Shell Shocked: The Herb Strauss Story: A Tale of Courage and Commitment
As you all know, Sanibel has a theater named after Herb Strauss. Not too many people remember who Herb Strauss was. I remember. I’m proud to say that Herb Strauss was a friend of mine.
Herb passed away in November 2007 of a rare form of cancer at the age of 78. He had been diagnosed with this disease when he was in his early 20s, but it went into remission for more than 50 years until two years before he finally succumbed to it. During the remission years, Herb lived life to the fullest and became the envy of his friends and family for his strong will, sense of humor and great courage.
A tragic thing happened to Herb and his wife Evelyn some 35 years ago. Their youngest daughter Laurie died of leukemia at the age of 27. From that point on Herb and Evelyn dedicated their lives to perpetuating her memory and fighting leukemia.
They created the Laurie Strauss Leukemia Foundation and held a benefit at Carnegie Hall every year to help raise funds to fight leukemia. During the course of running these annual benefits, Herb was able to attract top entertainers to perform for nothing to help generate attendance – and funding in the Strauss’ family battle to eradicate leukemia.

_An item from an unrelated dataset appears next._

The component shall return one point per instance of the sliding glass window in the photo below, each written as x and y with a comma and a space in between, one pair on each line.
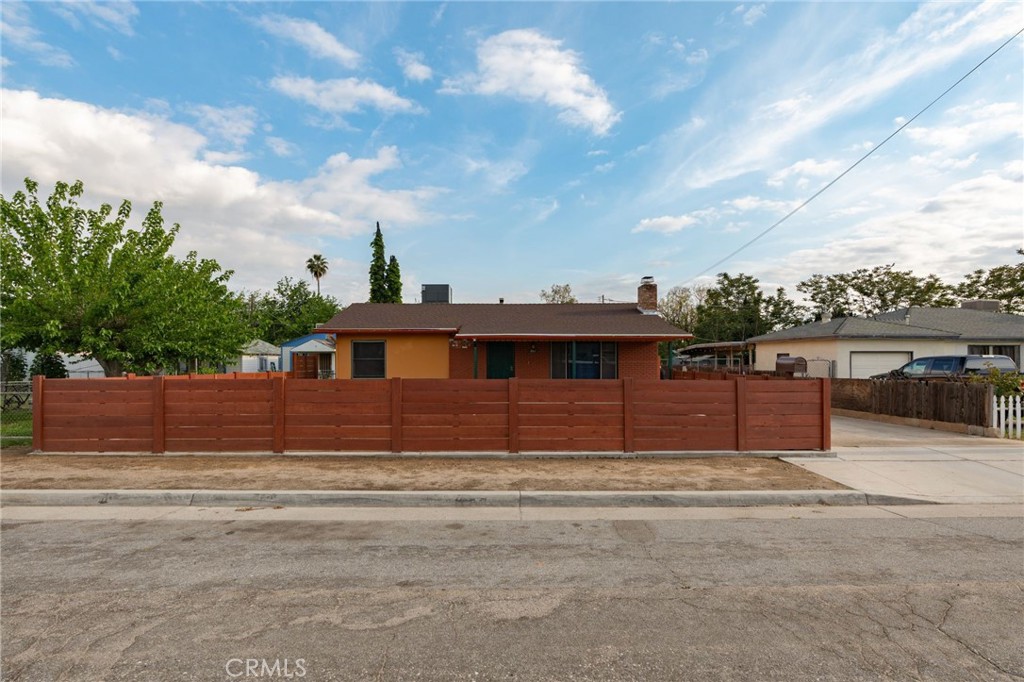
584, 359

Herb and Evelyn owned a condo in Sanibel for many years, as they often made their way here to take a breather from the hard work connected to running the foundation and planning the annual benefit concerts. Herb made his presence known in Sanibel by helping to bring major entertainers to perform here. He personally raised the stakes at Big Arts where the top talent he was able to bring here contributed substantially to its fundraising and visibility efforts.
The name Herb Strauss may not be a household name to many in Sanibel, but his efforts on behalf of the theaters here, and the many friends he made are testament to the magnetic personality he had. Herb was a big bear of a man. He usually towered over most people and his strong hand shake was extended in friendship, never in anger.
Herb’s career was in advertising and production. Many of the more famous TV commercials in history are directly attributable to him. He traveled the world shooting commercials and was highly respected by his peers and clients. But, the most endearing trait Herb had was his love for singing. He had a glorious baritone voice, and as a sideline he was a cantor at his local synagogue in Port Washington, New York, for many years. He could sing his way effortlessly between great American standards and Jewish High Holy Day prayers.
Some years ago Herb was a guest at my birthday party up north. When the cake was being cut, Herb got up, proposed a toast and then sang a song of tribute impromptu without accompaniment. He had a great ear for music and wasn’t shy about trying out his booming, glorious voice on any occasion. The song “With a Song in my Heart” truly applied to Herb Strauss. He would usually sing one song at the annual benefit at Carnegie Hall to demonstrate to the stars waiting to perform off stage that he was in their league. And indeed he was.
When he learned that the cancer had come back after lying low for more than 50 years, Herb never skipped a beat. He never felt sorry for himself. In his mind he had been given a bonus of more than 50 years of life since the original diagnosis was made. He continued to plunge into the annual benefit and hoped that he could see it through to its conclusion just one more time. Herb fought the illness as hard as he could, so that he could once again host the benefit in November 2007. But time ran out for Herb. As fate would have it, he died just one day before the benefit. But, in the best tradition of show business, the show did go on and it was dedicated that evening to two Strausses: Laurie and her dad Herb.
The legacy of Herb Strauss is now secure with the renaming of the Sanibel Theater after him. I fully expect to hear his booming singing voice hovering in the clouds each time I drive by the Herb Strauss Theater in the future.
-Art Stevens is a long-time columnist for The Islander. His tongue-in-cheek humor is always offered with a smile.